So, how do newcomers buy a home in Canada?
The first step to making your home ownership dream a reality is to learn all you can about the particulars of buying a home in Canada.
In this article, we’ll go over Canadian mortgages, what to consider when deciding on a location for your home, and a summary of the important steps to buying your first home in Canada.
Before you start planning, it’s important to consider your financial situation.
Homebuyers will need to make a down payment on their home. In Canada, the minimum down payment is between 5% and 20% of the purchase price. However, if your down payment is less than 20% of the purchase price, you will need to buy mortgage default insurance. It is also worth noting that if you are buying a home valued at more than $1 million CAD, you are required to put at least 20% down.
You should also know when you buy a home you’ll have to budget for things like property taxes, land transfer taxes, and closing costs. You may also want to arrange for property insurance as well.
If you would like to know how much of a mortgage you can afford, Scotiabank offers to help estimate the maximum purchase price you can likely manage based on your financial situation. Contact a Scotiabank Home Financing Advisor for advice on buying your first home.
Putting money aside can be tricky. Thankfully, there are options available to help you save for your first home.
For instance, if you take advantage of a Registered Retirement Savings Plan—more commonly known as an RRSP— you can increase your home-buying power.

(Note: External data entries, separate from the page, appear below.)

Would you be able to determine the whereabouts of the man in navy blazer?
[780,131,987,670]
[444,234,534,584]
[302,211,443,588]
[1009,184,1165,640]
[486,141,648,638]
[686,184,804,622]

Keep in mind, there are annual limits to how much money you can put into an RRSP. In addition, if you take money out of an RRSP, you will be taxed on that amount. However, thanks to Canada’s First Time Home Buyer’s Plan, you can take out up to $35,000 ($70,000 for a couple) and use it toward a down payment on a new home. You will not have to pay taxes on this withdrawal as long as you repay it within 15 years.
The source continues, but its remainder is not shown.